Driving in cities is a very complex matter. There are several reasons for this: You have to judge hundreds of objects and events at all times. You have to communicate with people. And you should be able to change decisions spontaneously, for example because you remember that you have to buy something. That’s a bad prospect for an autonomous car. Of course it can do some tricks: It can drive very slowly. It can use virtual tracks or special lanes and signals and sounds. A bus or shuttle is able to use such tricks. But hardly a car. Autonomous individual transport in cities will only be possible if the cities are redesigned. This has been done a few decades ago. And it wasn’t a good idea at all. So don’t let autonomous cars drive in the cities, but let them drive on the highways. Should autonomous cars make moral decisions about the lives and deaths of pedestrians and cyclists? They should better not. Moral machines are a valuable innovation in certain contexts. But not in the traffic of cities. Pedestrians and cyclists rarely get onto the highway. There are many reasons why we should allow autonomous cars only there.

Ethical and Statistical Considerations in Models of Moral Judgments

Torty Sivill works at the Computer Science Department, University of Bristol. In August 2019 she published the article “Ethical and Statistical Considerations in Models of Moral Judgments”. “This work extends recent advancements in computational models of moral decision making by using mathematical and philosophical theory to suggest adaptations to state of the art. It demonstrates the importance of model assumptions and considers alternatives to the normal distribution when modeling ethical principles. We show how the ethical theories, utilitarianism and deontology can be embedded into informative prior distributions. We continue to expand the state of the art to consider ethical dilemmas beyond the Trolley Problem and show the adaptations needed to address this complexity. The adaptations made in this work are not solely intended to improve recent models but aim to raise awareness of the importance of interpreting results relative to assumptions made, either implicitly or explicitly, in model construction.” (Abstract) The article can be accessed via https://www.frontiersin.org/articles/10.3389/frobt.2019.00039/full.

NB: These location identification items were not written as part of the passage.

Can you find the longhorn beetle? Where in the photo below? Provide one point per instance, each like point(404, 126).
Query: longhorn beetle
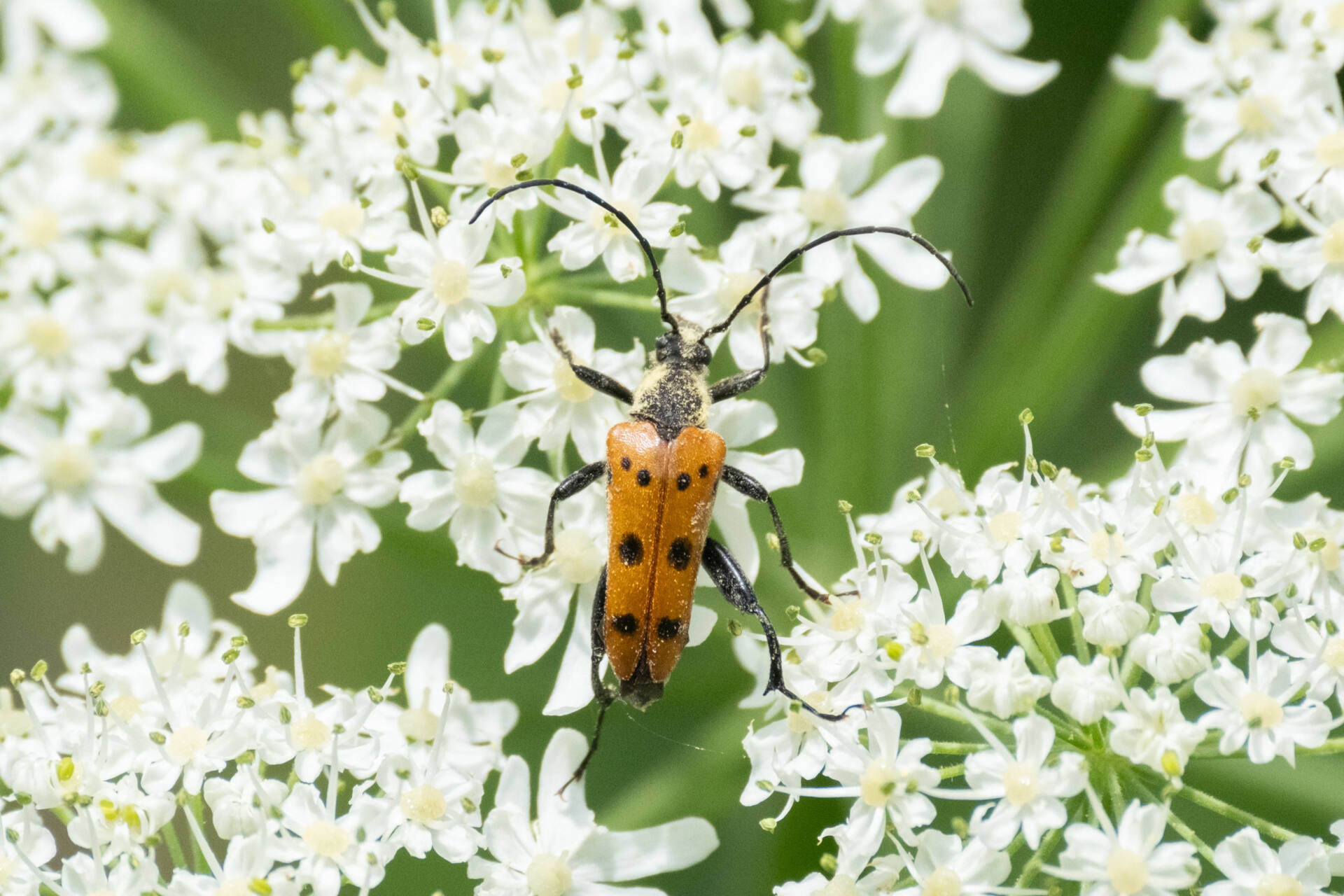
point(663, 469)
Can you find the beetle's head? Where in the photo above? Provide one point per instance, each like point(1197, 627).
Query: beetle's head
point(683, 346)
point(640, 690)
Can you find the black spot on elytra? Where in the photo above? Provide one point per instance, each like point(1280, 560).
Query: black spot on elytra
point(679, 554)
point(631, 550)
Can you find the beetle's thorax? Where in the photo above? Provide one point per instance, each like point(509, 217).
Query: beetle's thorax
point(675, 390)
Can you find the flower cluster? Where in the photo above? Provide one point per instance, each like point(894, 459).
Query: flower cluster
point(132, 762)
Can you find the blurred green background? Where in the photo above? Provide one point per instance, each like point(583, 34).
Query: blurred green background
point(1037, 198)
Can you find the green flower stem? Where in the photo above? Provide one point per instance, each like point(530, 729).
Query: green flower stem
point(1240, 816)
point(169, 834)
point(451, 378)
point(1081, 648)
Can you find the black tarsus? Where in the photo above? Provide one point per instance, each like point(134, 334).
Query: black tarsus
point(569, 486)
point(749, 486)
point(620, 216)
point(736, 587)
point(739, 383)
point(605, 696)
point(594, 379)
point(836, 234)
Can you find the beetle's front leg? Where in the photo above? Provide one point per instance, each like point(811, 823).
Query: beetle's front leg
point(594, 379)
point(753, 489)
point(736, 587)
point(569, 486)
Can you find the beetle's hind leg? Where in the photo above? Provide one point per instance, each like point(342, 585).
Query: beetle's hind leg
point(593, 379)
point(749, 486)
point(605, 696)
point(734, 586)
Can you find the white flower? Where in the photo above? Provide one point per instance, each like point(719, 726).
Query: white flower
point(1151, 729)
point(456, 288)
point(1242, 400)
point(479, 486)
point(1129, 860)
point(598, 232)
point(1209, 241)
point(97, 463)
point(1030, 793)
point(323, 484)
point(1085, 692)
point(936, 39)
point(564, 850)
point(1254, 710)
point(1300, 868)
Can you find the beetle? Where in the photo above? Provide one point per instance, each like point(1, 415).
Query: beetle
point(663, 469)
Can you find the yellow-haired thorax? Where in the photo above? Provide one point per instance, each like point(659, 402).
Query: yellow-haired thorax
point(675, 390)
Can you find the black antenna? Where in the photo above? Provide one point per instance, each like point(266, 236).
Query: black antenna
point(836, 234)
point(620, 216)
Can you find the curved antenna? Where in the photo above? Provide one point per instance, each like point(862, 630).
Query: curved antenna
point(836, 234)
point(616, 213)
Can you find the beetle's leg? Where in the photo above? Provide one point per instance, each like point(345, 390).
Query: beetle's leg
point(604, 695)
point(734, 586)
point(569, 486)
point(749, 486)
point(739, 383)
point(594, 379)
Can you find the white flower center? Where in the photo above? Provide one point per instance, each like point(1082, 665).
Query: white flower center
point(424, 804)
point(878, 783)
point(742, 86)
point(577, 556)
point(39, 226)
point(569, 386)
point(1004, 527)
point(1022, 785)
point(327, 839)
point(104, 162)
point(346, 219)
point(1329, 149)
point(1195, 511)
point(449, 281)
point(125, 707)
point(473, 480)
point(941, 641)
point(1332, 244)
point(1259, 388)
point(825, 207)
point(1260, 710)
point(1334, 653)
point(66, 465)
point(1256, 113)
point(320, 480)
point(1126, 869)
point(309, 732)
point(1202, 238)
point(847, 617)
point(327, 354)
point(498, 175)
point(419, 724)
point(549, 875)
point(942, 881)
point(1278, 886)
point(48, 336)
point(701, 134)
point(185, 743)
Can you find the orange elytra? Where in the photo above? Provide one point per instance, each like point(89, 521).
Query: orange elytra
point(663, 470)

Development of a Morality Menu

Machine ethics produces moral and immoral machines. The morality is usually fixed, e.g. by programmed meta-rules and rules. The machine is thus capable of certain actions, not others. However, another approach is the morality menu (MOME for short). With this, the owner or user transfers his or her own morality onto the machine. The machine behaves in the same way as he or she would behave, in detail. Together with his teams, Prof. Dr. Oliver Bendel developed several artifacts of machine ethics at his university from 2013 to 2018. For one of them, he designed a morality menu that has not yet been implemented. Another concept exists for a virtual assistant that can make reservations and orders for its owner more or less independently. In the article “The Morality Menu” the author introduces the idea of the morality menu in the context of two concrete machines. Then he discusses advantages and disadvantages and presents possibilities for improvement. A morality menu can be a valuable extension for certain moral machines. You can download the article here. In 2019, a morality menu for a robot will be developed at the School of Business FHNW.